The New York Times likens Gillian Flynn to suspense novelist Patricia Highsmith: "Gone Girl is Flynn's dazzling breakthrough; the novel is wily, mercurial, subtly layered and populated by characters so well imagined that they're hard to part with." A USA Today review focuses on bookseller enthusiasm for the book, quoting a Jackson, Mississippi store manager saying, "It will make your head spin off." People Magazine's review found the novel "a delectable summer read" that burrows "deep into the murkiest corners of the human psyche." A Chatelaine review commends the novel's suspense, its intricately detailed plot and the way it keeps the reader "unnervingly off balance".

Many reviewers have noted the difficulty of writing about Gone Girl, because so little in the first half of the novel is what it seems to be. In his Time review, Lev Grossman describes the novel as a "house of mirrors." He said, "its content may be postmodern, but it takes the form of a thoroughbred thriller about the nature of identity and the terrible secrets that can survive and thrive in even the most intimate relationships."

In an article in Salon, Laura Miller laments that Gone Girl was conspicuously absent from the winning ranks of prestigious literary awards, like the National Book Awards, and the Pulitzer Prize. The same article argues that Gone Girl was snubbed because it belongs to the mystery genre. Judges awarding top literary prizes "have all refrained from honoring any title published within the major genres." Gone Girl was No. 7 on the inaugural Salon What To Read Awards in 2012. The novel has also been short-listed for the Women's Prize for Fiction. Natasha Walter, one of the Women's Prize judges in 2013, told the Independent that there was considerable debate among the judges about the inclusion of Gone Girl in the finalists' circle. Walter indicated that crime fiction is often "overlooked" by those in a position to make literary commendations.
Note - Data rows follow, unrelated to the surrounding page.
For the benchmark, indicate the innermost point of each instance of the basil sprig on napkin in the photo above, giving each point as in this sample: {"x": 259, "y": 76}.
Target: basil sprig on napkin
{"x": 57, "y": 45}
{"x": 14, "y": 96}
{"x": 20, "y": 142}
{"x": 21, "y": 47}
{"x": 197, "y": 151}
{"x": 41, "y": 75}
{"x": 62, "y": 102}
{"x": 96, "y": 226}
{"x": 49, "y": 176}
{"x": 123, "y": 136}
In 2026, Gone Girl was voted as the #1 Best Thriller Book of the 21st Century by The New York Times.

Gone Girl was No. 1 on the New York Times Hardcover Fiction Bestseller list for eight weeks. It was also twenty-six weeks on National Public Radio's hardcover fiction bestseller list. Culture writer Dave Itzkoff wrote that the novel was, excepting books in the Fifty Shades trilogy, the biggest literary phenomenon of 2012. By the end of its first year in publication, Gone Girl had sold over two million copies in print and digital editions, according to the book's publisher. In 2016, the book had sold more than 15 million copies. In 2019, it was reported that the book had sold 20 million copies.

==Adaptations==

===Audiobook===
Gone Girl was recorded as a Random House audiobook, featuring the voices of Julia Whelan as Amy Dunne and Kirby Heyborne as Nick Dunne. It is an unabridged edition on fifteen compact discs and takes 19.25 hours to listen to in its entirety.

===Film adaptation===

American actress Reese Witherspoon's film production company and 20th Century Fox bought the screen rights to Gone Girl, for which they paid US$1.5 million. The novel's author Gillian Flynn was engaged to write the screenplay. Witherspoon produced the film version along with Leslie Dixon, Bruna Papandrea, and Ceán Chaffin. Witherspoon was drawn to the script because of its strong female character and its use of multiple perspectives and non-linear structure. In May 2013, it was announced that David Fincher was brought on as director, with Ben Affleck cast as Nick and Rosamund Pike in the role of Amy. New Regency and Fox agreed to co-finance the film. The film was released on October 3, 2014.